Garten is a passionate cook, and she’s just as passionate in her beliefs about certain grocery items. After all, her unofficial slogan is “store-bought is fine.“ Garten has previously spoken about the only mayo she’ll ever use, and whether she believes certain herbs do or do not belong in dishes. But in a recent interview with the Wall Street Journal’s WSJ. Magazine, Garten revealed she also has some strong opinions about what eggs you should be using in her recipes.
Ina Garten’s Go-To Eggs
In her interview with WSJ. Magazine, Garten got pretty vulnerable about her life and career. She spoke on her marriage with husband Jeffrey, personal struggles she had to overcome, and how to find your passion in life. But, of course, she also gave some keen advice when it comes to cooking and baking. When asked if there was one cooking secret that applies to nearly everything she makes, Garten gave a surprising answer.
“When I had a specialty food store, I decided that extra large eggs were more egg per dollar than regular eggs,” she explained. “And I’ve had people tell me that their baking got better when they started using extra large eggs.”
That’s right—according to Garten herself, you should only use extra large eggs when baking and cooking. But does egg size actually make a difference?
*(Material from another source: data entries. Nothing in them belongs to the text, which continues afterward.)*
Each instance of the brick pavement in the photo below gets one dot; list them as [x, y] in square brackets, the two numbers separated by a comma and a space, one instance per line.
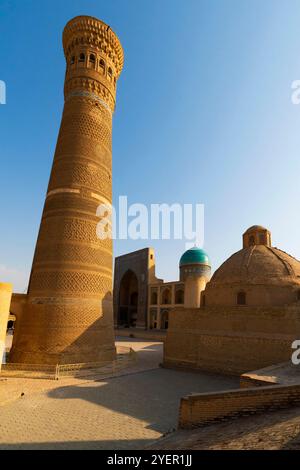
[126, 412]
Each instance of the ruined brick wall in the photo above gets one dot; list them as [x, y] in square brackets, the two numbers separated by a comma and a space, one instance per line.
[205, 408]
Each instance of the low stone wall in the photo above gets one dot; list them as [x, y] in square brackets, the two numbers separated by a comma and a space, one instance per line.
[205, 408]
[149, 335]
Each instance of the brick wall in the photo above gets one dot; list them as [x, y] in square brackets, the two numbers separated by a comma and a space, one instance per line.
[200, 409]
[230, 340]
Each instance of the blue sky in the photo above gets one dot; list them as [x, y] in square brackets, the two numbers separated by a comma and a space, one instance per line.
[204, 115]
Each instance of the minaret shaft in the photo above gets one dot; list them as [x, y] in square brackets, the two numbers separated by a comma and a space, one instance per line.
[68, 316]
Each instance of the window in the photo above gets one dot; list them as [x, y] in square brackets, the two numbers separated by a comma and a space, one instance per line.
[102, 65]
[154, 298]
[179, 296]
[241, 298]
[166, 296]
[252, 240]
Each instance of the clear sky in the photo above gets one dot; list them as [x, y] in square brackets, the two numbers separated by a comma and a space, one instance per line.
[204, 115]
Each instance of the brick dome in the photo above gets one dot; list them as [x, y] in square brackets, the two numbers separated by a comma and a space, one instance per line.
[258, 263]
[260, 275]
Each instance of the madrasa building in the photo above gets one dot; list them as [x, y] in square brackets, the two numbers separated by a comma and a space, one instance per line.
[245, 317]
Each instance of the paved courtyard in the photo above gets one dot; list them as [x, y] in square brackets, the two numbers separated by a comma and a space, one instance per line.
[125, 412]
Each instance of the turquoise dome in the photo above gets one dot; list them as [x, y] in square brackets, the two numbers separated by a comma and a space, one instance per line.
[194, 255]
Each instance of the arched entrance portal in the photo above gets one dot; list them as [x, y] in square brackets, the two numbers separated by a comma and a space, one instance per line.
[128, 300]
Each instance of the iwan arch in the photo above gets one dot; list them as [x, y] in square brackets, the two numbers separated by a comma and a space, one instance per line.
[245, 317]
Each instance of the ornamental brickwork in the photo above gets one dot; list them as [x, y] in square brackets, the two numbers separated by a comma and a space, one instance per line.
[68, 316]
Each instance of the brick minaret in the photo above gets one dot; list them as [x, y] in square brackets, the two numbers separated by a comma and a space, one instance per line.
[68, 316]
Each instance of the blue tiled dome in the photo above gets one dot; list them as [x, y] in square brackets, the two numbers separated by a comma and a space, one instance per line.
[194, 255]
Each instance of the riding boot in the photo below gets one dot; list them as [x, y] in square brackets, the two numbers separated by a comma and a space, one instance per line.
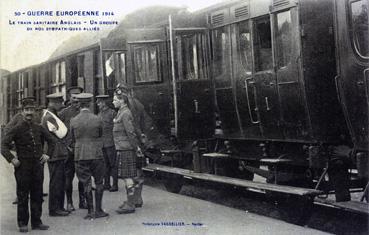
[82, 197]
[107, 181]
[138, 195]
[114, 188]
[90, 206]
[70, 206]
[129, 205]
[98, 200]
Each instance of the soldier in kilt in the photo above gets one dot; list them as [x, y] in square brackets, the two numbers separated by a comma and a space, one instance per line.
[127, 144]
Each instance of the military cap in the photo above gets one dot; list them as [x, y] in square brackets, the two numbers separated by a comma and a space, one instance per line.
[121, 88]
[55, 97]
[84, 97]
[102, 97]
[28, 102]
[75, 90]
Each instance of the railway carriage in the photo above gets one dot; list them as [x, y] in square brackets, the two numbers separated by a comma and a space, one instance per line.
[267, 87]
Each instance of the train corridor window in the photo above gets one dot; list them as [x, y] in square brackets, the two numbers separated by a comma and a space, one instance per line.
[192, 55]
[360, 26]
[263, 44]
[115, 68]
[81, 71]
[221, 56]
[243, 38]
[283, 36]
[146, 63]
[59, 80]
[20, 91]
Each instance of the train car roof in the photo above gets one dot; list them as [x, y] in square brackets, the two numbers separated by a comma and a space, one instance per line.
[78, 43]
[145, 17]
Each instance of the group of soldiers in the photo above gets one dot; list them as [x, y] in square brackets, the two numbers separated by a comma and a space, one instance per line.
[104, 146]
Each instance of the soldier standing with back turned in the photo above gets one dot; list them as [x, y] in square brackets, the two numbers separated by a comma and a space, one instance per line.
[86, 131]
[107, 115]
[66, 115]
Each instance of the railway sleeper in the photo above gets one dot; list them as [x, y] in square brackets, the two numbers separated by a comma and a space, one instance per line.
[301, 198]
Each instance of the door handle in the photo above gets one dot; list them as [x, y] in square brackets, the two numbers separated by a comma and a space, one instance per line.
[248, 101]
[267, 103]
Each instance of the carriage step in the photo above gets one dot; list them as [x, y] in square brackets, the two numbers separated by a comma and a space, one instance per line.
[352, 206]
[216, 155]
[274, 160]
[233, 181]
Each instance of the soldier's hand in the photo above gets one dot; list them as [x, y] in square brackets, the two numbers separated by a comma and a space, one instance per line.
[44, 158]
[341, 151]
[15, 162]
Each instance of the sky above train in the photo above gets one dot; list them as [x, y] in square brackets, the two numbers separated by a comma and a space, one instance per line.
[21, 48]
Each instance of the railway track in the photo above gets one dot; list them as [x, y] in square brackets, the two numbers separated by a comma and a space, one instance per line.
[322, 215]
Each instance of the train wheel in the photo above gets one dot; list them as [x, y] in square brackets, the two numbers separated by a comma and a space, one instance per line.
[173, 183]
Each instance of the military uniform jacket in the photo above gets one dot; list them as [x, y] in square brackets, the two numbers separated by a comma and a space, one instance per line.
[60, 151]
[107, 115]
[29, 138]
[66, 116]
[86, 131]
[124, 133]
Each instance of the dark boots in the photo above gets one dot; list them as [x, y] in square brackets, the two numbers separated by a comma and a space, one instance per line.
[90, 206]
[98, 199]
[138, 195]
[114, 174]
[107, 181]
[82, 197]
[70, 206]
[129, 205]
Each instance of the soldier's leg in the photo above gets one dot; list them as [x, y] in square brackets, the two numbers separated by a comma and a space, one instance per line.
[129, 205]
[84, 175]
[112, 155]
[98, 172]
[63, 178]
[37, 180]
[53, 187]
[139, 180]
[23, 178]
[69, 175]
[107, 169]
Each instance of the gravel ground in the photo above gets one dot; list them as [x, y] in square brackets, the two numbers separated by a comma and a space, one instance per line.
[322, 218]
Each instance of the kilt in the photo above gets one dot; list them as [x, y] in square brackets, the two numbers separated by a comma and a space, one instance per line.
[126, 164]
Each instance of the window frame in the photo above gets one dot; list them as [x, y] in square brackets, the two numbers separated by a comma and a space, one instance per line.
[159, 62]
[352, 31]
[254, 48]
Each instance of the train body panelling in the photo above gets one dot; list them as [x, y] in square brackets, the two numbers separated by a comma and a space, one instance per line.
[351, 28]
[274, 80]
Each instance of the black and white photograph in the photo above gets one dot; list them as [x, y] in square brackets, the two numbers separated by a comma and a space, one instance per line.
[186, 117]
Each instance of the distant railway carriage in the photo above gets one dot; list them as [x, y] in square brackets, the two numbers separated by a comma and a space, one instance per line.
[265, 87]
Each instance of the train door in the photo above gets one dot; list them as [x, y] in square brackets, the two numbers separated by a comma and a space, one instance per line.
[352, 39]
[264, 79]
[150, 82]
[194, 90]
[222, 74]
[286, 63]
[245, 87]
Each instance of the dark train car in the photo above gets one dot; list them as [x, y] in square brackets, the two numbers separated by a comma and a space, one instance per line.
[352, 50]
[179, 99]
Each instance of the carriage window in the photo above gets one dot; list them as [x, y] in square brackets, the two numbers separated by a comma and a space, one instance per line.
[58, 81]
[221, 55]
[81, 71]
[244, 47]
[192, 56]
[283, 37]
[115, 68]
[147, 63]
[360, 32]
[262, 44]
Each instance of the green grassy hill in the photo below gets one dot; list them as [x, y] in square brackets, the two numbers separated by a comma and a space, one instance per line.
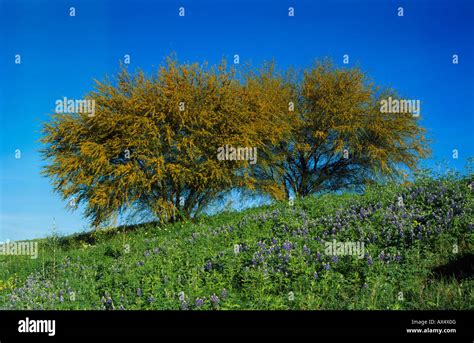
[418, 254]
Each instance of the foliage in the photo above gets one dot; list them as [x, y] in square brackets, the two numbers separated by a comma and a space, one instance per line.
[280, 263]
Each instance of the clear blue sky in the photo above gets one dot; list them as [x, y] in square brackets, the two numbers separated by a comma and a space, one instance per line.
[61, 55]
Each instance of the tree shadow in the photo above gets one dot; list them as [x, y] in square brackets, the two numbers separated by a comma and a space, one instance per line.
[461, 268]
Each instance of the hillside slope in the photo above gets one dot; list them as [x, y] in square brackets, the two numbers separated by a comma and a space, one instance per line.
[417, 254]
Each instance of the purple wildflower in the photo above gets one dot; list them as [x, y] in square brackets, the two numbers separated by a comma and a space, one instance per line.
[199, 302]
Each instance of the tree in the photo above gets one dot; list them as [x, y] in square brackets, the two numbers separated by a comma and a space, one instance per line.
[153, 141]
[340, 138]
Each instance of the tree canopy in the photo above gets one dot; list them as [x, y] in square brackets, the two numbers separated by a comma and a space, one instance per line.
[153, 141]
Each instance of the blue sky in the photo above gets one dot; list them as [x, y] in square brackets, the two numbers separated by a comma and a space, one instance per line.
[62, 55]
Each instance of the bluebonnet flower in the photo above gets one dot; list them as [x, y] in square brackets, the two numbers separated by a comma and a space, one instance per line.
[224, 294]
[184, 305]
[208, 266]
[199, 302]
[382, 256]
[214, 299]
[287, 246]
[369, 261]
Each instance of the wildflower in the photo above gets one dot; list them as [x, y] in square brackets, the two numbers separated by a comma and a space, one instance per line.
[382, 256]
[184, 305]
[224, 294]
[208, 266]
[214, 299]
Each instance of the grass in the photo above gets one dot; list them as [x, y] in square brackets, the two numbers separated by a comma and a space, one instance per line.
[418, 254]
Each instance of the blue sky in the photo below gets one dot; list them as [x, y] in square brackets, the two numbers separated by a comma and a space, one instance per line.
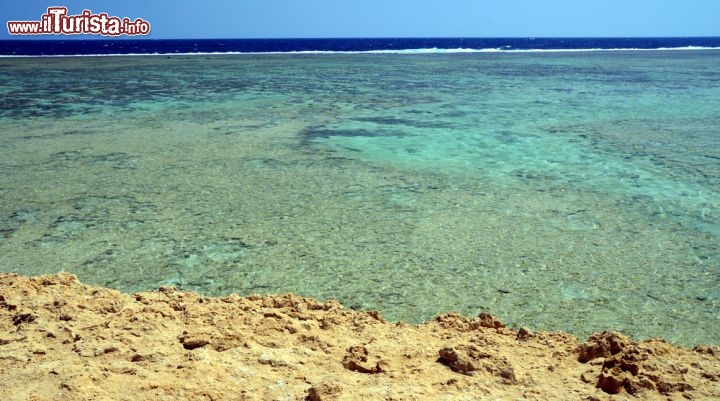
[396, 18]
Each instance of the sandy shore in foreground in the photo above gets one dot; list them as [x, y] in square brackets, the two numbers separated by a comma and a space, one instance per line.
[62, 340]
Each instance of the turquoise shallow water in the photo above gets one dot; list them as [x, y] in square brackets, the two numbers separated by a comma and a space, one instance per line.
[563, 191]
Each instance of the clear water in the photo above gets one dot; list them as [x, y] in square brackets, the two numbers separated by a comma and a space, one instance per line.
[559, 191]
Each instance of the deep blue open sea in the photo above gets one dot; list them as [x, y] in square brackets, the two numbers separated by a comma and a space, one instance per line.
[559, 184]
[173, 46]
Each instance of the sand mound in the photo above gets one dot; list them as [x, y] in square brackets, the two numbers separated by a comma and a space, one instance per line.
[62, 340]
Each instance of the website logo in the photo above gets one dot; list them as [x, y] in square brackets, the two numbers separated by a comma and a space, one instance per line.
[57, 22]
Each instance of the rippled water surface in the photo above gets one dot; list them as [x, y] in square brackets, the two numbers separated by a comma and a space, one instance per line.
[563, 191]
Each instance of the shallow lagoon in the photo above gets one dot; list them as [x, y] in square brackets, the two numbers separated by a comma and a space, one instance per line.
[563, 191]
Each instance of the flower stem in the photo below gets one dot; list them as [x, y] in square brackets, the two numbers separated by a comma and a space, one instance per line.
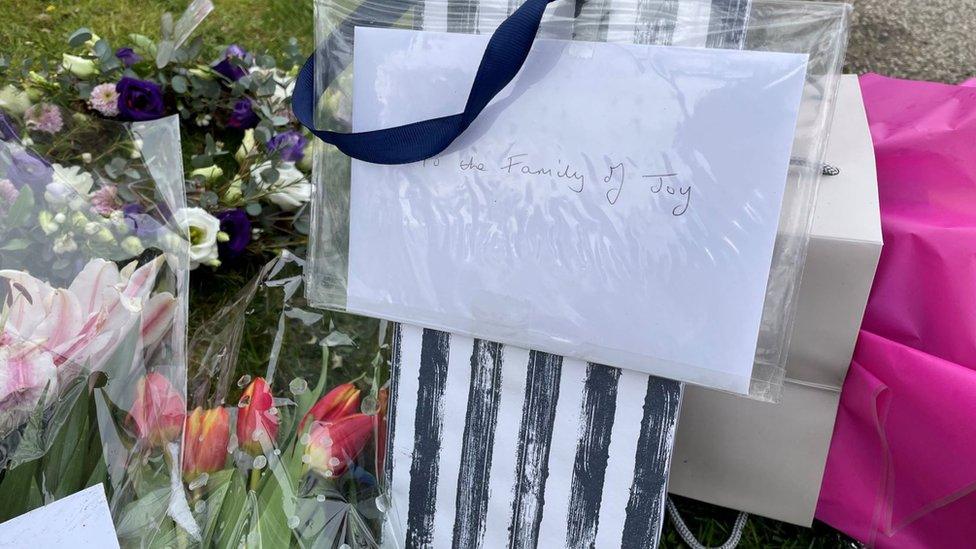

What’s the Difference Between Regular and Extra Large Eggs?
Ultimately, the difference between egg sizes lies in the class that an egg lands in. The different egg classes defined as:
- Jumbo: 30 oz. (2.5 oz. per egg on average)
- Extra-large: 27 oz. (2.25 oz. per egg on average)
- Large: 24 oz. (2 oz. per egg on average)
- Medium: 21 oz. (1.75 oz. per egg on average)
- Small: 18 oz. (1.5 oz. per egg on average)
- Peewee: 15 oz. (1.25 oz. per egg on average)
So, can you substitute a medium egg with an extra large one? Kind of. If you’re making a simple recipe where the amount of liquid doesn’t really affect the final product—like fried rice—it shouldn’t matter all that much. But if it’s a more complicated recipe where the wet-to-dry proportions are crucial to its rise, like cakes or meringue, you might want to stick to what the recipe calls for.
If you’re still confused if you can substitute the egg size, Sauder’s Eggs has a helpful egg conversion chart on its website to follow. Ultimately the decision is up to you—though it hasn’t failed Ina yet!